Why in the course, the formula for calculating Z=Wx+B is emphasised more, I know this is analogous to logistic regression, but in the course 1 no where is explained why it can’t be something else like Z=Wx^2+W2sin(x)+B, why even we chose logistic regression to derive deep neural networks. Sorry for this argument, I don’t have a good prior knowledge of AI but this was a natural doubt coming in my mind.

The technology here has been worked out over quite a number of years. The fundamental building block of a Neural Network is a “layer” which consists of a linear mapping from the inputs to the outputs in which every neuron sees every input and is of the simple form of a linear transformation:

Z = W dot A + b

Then this must be followed by a non-linear activation function at each layer to compute the output that then feeds into the next layer. There is a wide choice of activation functions in the inner or “hidden” layers of the network and then you need either sigmoid or softmax at the output layer depending on whether you are doing binary or multiclass classification.

Those building blocks turn out to be incredibly useful and have tractable properties at each layer that permit “back propagation” to train the parameters to achieve better results, because the derivatives (gradients) of the linear and activation functions are well behaved. Then you get complexity by “stacking” multiple of these simple layers together.

So what you are proposing is to make the individual layers more complicated. It’s entirely possible that you could come up with a strategy that works using a more complex function than the linear transformation. But then you have to deal with whether the behavior is tractable from a training perspective and whether you can come up with a function that is as generally applicable (works in as many different problems) as the architecture we are learning here.
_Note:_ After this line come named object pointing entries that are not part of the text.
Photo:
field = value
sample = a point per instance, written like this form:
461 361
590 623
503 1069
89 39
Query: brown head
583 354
I don’t personally know the history of all the different ideas that have been tried in this space. My guess is that people like Yann LeCun, Geoffrey Hinton and Andrew Ng would probably have thought of alternative architectures. There is probably a reason that they have ended up doing it the way they do. Of course you are welcome to experiment with more complex functions. Maybe you’ll come up with a recipe that works better. If so, please publish the paper and maybe in a year everyone will be raving about how great Kumawat networks are and why didn’t we think of that sooner?
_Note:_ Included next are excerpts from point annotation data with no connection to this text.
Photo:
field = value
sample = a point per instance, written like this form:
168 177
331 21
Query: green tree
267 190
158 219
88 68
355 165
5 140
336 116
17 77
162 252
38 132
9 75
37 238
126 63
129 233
Thanks for this great answer but still I want to add that,

I know these scientists have done a lot of background work to propose these algorithms but they should have mentioned the basic intuition of arriving at that result in the beginning of the course so that people like me won’t end up thinking that all of this is just too hypothetical unless they post a doubt in discussion forum.

Hi,

If you want to know a little bit more about the background of neural networks you could have a look at:

- Neural Networks and Deep Learning Chapter 1 | Perceptrons section
- Dive into Deep Learning in particular section 3.1.4

These two books are free online and they are good references, so I hope it helps.